A propósito, Marta também usa a Arteterapia na sala de aula. “Eu faço dinâmicas! Por exemplo, a gente tem uma aula de ensino religioso e eu gosto de usar essa aula para trabalhar sentimentos. Então, por exemplo, o medo. Pedi para eles desenharem, escreverem, transformarem o medo deles em alguma coisa concreta no papel, só para eles”, explica. “Depois pedi para que eles picotassem o papel em pedacinhos bem pequenininhos. Com aquele tanto de papel colorido, jogamos para cima e ressignificamos o medo. É uma técnica que tem a ver com a Arteterapia de alguma forma, sem o processo analítico, mas na dinâmica. E também tem algo da Filosofia”.
“A gente ensina as crianças um monte de coisas, mas, em geral, não ensina as crianças a se perceberem.

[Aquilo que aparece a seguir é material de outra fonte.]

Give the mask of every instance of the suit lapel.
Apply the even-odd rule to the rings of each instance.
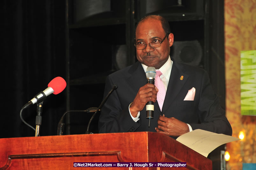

Alfabetização, geralmente, trabalha com conteúdos formais, mas eu tenho tentado trazer esse trabalho diferente, mais humanizado, para a minha escola. Eu tento fazer na minha classe, na minha escola, mas eu queria que fosse assim em todas as escolas do Brasil, sabe?”, revela a professora.
Refletindo sobre a alfabetização, Marta explica que se apaixonou pela área devido à possibilidade de ampliar o mundo da criança. “Você tem que ter esse cuidado, de mostrar o mundo como ele é e como ele pode ser também. Eu faço leitura com as crianças e procuro livros que tenham uma mensagem de otimismo, de liberdade, de mundo bom. Afinal, a realidade das crianças com as quais eu trabalho não é muito cor de rosa, maravilhosa, eles são alunos de escola pública na periferia do Maranhão. Eu acho que a alfabetização é uma questão de oportunidade. É ali que a gente está plantando o que quer colher”
Para 2022, a professora acredita que seja necessário focar no acolhimento dos alunos e no resgate da paixão docente. “Sem ser piegas, professor tem que amar ser professor e, no momento em que ele sabe desse amor, ele começa a fazer as coisas que precisam ser feitas e isso muda a vida das pessoas”, diz. “Então, eu acho que é com essa ideia que a gente tem que começar o ano e se estender por esse ano. Estamos lidando com pessoas que estão fragilizadas, e a gente tem que ter cuidado, mas as coisas vão acontecer, na medida que a gente se programa, se planeja para que aconteçam. É muito trabalho mas, quando a gente faz algo que a gente gosta, a gente trabalha com prazer”, conclui emocionada.